In order to target consumers for its own web-related services, Verio designed a software robot to repeatedly query and extract information from the WHOIS databases maintained and updated daily by Register and other domain name registers. It contacted registrants through email, a use expressly prohibited by ICANN terms, as well as by telephone calls and direct mailings, which were not addressed by ICANN. Some solicitations to Register registrants made explicit reference to Register, leading to confusion about their source. Registrants who had used Register’s opt-out option complained, and in response, Register adopted a new legend prohibiting use of information for “advertising or solicitations via direct mail, electronic mail, or by telephone” and demanded that Verio cease and desist its solicitations. Verio stopped its emails but continued to make telephone calls and direct mailings, claiming that Register could not create WHOIS information use terms in excess of those set by ICANN.
In December 2000, the district court entered a preliminary injunction barring Verio from: (1) using trademarks owned by Register; (2) representing or implying that it is sponsored, endorsed, or approved by Register; (3) using queries by automatic software programs to access Register’s database of contact information in violation of its terms and conditions; and (4) soliciting sales by any means from domain name registrants (excepting existing customers) whose contact information had previously been extracted from Register’s database.

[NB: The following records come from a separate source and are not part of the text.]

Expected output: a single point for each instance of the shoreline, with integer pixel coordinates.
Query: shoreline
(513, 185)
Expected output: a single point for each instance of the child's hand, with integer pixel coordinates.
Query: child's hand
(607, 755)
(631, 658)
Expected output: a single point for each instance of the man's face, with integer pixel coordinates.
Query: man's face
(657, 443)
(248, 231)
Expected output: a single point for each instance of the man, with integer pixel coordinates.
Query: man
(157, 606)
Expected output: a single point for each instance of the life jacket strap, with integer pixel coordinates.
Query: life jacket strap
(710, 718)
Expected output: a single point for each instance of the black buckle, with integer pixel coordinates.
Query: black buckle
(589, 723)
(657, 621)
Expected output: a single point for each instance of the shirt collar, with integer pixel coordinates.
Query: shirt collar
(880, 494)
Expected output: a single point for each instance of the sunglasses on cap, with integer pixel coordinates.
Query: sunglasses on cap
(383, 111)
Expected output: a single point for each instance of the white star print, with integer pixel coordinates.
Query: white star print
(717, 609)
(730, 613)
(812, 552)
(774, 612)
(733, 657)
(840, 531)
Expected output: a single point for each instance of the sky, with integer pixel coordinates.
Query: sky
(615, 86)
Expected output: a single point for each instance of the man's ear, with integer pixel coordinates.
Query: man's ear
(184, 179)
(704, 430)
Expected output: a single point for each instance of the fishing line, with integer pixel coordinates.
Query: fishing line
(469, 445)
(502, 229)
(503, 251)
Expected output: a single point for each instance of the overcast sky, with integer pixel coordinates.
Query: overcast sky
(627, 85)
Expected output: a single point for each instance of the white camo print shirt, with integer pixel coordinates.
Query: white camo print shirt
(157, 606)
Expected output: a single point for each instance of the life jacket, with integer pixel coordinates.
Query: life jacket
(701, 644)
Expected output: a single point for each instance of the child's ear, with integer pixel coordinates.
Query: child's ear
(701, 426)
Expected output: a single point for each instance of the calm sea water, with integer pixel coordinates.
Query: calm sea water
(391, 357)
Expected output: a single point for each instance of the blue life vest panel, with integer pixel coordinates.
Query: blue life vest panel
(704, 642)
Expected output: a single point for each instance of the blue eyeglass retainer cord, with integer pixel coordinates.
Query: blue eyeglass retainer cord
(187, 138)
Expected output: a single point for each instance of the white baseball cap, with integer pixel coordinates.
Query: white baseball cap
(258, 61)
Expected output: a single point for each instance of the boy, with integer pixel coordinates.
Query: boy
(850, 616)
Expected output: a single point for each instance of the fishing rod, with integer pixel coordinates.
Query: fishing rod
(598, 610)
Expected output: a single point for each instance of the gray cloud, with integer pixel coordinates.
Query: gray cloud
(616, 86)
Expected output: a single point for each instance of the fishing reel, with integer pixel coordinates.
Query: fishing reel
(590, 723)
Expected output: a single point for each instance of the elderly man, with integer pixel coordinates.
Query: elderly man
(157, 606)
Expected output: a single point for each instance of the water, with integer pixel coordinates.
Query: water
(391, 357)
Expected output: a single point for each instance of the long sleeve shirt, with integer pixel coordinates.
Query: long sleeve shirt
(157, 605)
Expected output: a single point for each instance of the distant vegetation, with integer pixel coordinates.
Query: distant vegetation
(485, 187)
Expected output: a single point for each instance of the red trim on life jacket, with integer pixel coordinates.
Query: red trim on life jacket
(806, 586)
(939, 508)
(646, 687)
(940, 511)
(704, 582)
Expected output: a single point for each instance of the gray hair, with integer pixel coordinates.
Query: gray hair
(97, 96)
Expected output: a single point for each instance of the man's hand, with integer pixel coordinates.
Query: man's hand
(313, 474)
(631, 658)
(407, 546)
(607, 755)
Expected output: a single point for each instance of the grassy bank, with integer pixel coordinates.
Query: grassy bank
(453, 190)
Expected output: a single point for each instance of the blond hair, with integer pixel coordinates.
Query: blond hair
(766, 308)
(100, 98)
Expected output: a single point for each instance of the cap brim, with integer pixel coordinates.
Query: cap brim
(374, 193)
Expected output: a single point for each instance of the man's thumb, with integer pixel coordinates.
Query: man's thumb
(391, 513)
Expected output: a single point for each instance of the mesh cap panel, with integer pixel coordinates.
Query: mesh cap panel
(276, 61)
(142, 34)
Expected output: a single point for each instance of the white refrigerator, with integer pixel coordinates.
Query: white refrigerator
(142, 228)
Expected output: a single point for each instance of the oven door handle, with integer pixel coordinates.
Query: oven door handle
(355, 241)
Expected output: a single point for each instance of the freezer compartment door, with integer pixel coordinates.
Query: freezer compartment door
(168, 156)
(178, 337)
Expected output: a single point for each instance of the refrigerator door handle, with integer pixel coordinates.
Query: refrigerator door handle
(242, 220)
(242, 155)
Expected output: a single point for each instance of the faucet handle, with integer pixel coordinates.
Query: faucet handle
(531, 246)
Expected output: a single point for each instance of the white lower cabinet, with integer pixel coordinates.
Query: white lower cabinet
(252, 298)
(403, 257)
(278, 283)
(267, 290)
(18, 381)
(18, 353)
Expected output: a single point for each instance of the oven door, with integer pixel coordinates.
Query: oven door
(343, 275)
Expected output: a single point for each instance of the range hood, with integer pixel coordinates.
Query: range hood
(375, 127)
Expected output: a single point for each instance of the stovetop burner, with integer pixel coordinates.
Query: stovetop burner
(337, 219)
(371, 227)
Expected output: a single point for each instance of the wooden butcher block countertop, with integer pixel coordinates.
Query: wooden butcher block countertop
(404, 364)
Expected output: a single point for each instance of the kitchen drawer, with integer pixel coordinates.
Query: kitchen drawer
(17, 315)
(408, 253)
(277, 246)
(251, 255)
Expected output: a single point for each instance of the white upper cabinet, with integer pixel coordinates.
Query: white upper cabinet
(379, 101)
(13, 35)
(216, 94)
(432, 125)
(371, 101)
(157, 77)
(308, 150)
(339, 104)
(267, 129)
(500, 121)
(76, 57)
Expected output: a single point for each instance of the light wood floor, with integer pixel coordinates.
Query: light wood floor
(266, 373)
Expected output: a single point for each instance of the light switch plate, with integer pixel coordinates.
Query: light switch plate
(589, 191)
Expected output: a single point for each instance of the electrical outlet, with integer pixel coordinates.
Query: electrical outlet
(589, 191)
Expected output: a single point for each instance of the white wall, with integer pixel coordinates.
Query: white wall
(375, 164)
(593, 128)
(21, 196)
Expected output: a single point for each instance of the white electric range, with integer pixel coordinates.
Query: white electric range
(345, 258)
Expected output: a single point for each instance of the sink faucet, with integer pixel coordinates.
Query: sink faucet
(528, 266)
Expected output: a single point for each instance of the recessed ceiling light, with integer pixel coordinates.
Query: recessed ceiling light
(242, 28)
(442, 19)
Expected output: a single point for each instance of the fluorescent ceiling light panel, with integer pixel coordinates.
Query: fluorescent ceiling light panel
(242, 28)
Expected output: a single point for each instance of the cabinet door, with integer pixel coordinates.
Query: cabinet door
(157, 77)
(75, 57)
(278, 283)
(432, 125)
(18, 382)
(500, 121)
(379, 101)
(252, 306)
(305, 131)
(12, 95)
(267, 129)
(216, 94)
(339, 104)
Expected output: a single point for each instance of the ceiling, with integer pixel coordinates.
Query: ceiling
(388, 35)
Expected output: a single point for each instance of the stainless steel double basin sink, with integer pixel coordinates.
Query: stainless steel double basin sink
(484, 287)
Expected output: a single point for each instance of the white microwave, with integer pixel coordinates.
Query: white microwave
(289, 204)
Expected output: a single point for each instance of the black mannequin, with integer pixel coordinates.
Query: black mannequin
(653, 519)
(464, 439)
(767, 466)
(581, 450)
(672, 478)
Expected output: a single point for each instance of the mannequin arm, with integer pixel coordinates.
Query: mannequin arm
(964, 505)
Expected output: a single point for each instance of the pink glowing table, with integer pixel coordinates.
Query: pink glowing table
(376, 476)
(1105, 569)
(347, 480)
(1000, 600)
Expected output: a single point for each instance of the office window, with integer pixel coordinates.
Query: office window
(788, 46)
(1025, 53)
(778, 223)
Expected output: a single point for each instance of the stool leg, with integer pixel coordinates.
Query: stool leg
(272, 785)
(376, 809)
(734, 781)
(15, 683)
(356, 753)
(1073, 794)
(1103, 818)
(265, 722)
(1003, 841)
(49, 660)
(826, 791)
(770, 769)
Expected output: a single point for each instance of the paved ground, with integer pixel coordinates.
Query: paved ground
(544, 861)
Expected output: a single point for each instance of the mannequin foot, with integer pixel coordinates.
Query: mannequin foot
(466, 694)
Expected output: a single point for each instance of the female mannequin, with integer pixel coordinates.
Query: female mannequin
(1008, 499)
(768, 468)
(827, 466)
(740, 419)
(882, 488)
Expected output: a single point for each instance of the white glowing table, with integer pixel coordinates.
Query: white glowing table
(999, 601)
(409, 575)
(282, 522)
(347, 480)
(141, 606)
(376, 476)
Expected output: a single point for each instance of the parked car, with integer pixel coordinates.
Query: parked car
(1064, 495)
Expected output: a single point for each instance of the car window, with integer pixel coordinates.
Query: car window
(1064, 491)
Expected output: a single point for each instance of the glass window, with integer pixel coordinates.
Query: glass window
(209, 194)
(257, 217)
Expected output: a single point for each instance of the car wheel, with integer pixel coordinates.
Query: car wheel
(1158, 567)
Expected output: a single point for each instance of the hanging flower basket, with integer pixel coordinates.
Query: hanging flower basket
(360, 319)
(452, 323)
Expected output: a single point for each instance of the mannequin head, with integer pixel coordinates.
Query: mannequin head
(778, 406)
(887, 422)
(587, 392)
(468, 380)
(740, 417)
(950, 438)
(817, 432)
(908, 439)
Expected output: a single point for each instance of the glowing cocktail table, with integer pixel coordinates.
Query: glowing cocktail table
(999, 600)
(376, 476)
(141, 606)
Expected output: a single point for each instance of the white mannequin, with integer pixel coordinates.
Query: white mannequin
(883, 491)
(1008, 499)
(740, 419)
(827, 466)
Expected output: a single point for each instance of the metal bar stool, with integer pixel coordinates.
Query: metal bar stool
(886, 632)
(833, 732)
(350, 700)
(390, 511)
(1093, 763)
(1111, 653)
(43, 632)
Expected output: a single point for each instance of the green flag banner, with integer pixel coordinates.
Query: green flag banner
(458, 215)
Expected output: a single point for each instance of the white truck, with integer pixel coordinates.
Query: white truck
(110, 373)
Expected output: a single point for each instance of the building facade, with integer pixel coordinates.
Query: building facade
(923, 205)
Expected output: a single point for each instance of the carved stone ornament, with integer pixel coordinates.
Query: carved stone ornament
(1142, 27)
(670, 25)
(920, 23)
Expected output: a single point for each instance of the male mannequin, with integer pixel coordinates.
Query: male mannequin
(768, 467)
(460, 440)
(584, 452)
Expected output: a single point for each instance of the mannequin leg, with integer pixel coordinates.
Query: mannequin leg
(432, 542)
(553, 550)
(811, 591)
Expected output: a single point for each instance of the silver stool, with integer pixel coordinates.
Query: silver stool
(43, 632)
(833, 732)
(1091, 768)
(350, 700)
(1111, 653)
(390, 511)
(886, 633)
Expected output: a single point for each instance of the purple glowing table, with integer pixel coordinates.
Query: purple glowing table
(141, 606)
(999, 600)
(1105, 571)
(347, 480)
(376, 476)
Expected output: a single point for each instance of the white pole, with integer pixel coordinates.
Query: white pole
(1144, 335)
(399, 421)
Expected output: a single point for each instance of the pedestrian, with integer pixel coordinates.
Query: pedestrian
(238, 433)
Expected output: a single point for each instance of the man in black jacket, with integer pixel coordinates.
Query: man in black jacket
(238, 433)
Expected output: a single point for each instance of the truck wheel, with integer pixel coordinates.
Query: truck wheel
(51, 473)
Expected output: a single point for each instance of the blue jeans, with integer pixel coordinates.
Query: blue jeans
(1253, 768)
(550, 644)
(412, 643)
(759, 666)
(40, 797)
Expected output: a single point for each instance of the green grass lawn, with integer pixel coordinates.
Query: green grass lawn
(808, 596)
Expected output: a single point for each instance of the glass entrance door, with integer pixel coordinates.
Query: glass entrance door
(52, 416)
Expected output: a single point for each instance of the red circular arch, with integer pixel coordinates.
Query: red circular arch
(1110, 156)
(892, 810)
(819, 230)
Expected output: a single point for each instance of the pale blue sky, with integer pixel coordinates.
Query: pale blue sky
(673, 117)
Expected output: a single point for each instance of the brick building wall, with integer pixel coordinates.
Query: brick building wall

The Second Circuit found no abuse of discretion by the district court. While it agreed with Verio that Register had likely contravened the ICANN terms by imposing additional restrictions on WHOIS information use, it accepted Register’s argument that this “was a matter between itself and ICANN,” which could not be enforced by Verio because it was not a third-party beneficiary of the contract terms between Register and ICANN. ICANN had intervened as an amicus curiae in the district court, supporting Register’s position and arguing that “proper expression of the letter and spirit of ICANN policies [are] most appropriately achieved through the ICANN process itself, and not through forums that lack the every day familiarity with the intricate technical and policy issues that the ICANN process was designed to address.” ICANN also cited the reliance interests of registers who had agreed to the terms with the expectation that enforcement would be executed by ICANN. The court rejected the arguments of a dissenting district court judge who had maintained that equitable relief should be withheld due to public policy concerns, the “indisputable obligations” of Register to ICANN, and Register’s “unclean hands” in contravening the ICANN terms.
Verio also argued that the legend was not binding on it because it appeared only after a query had been conducted and results retrieved. Thus, the legend gave no advance notice of the terms imposed on the query itself. The court held, however, that given the volume of its queries, Verio had actual knowledge of Register’s terms—at least after its first query—distinguishing its case from others invalidating late formation software contracts, assumed by the court to involve “one time” purchases. The court also declined Verio’s argument that it had not expressly “agreed” to the legend terms.
Finally, the court held that, contrary to Verio’s claims, Register had shown sufficient danger of irreparable harm to support issuance of injunctive relief. This harm was threefold: (1) injury to Register’s reputation, good will, and business opportunities; (2) diversion, overload, or harm to Register’s system resources resulting from the trespass on its chattels by Verio’s software robots; and (3) likelihood of consumer confusion resulting from the particular nature of Verio’s solicitations.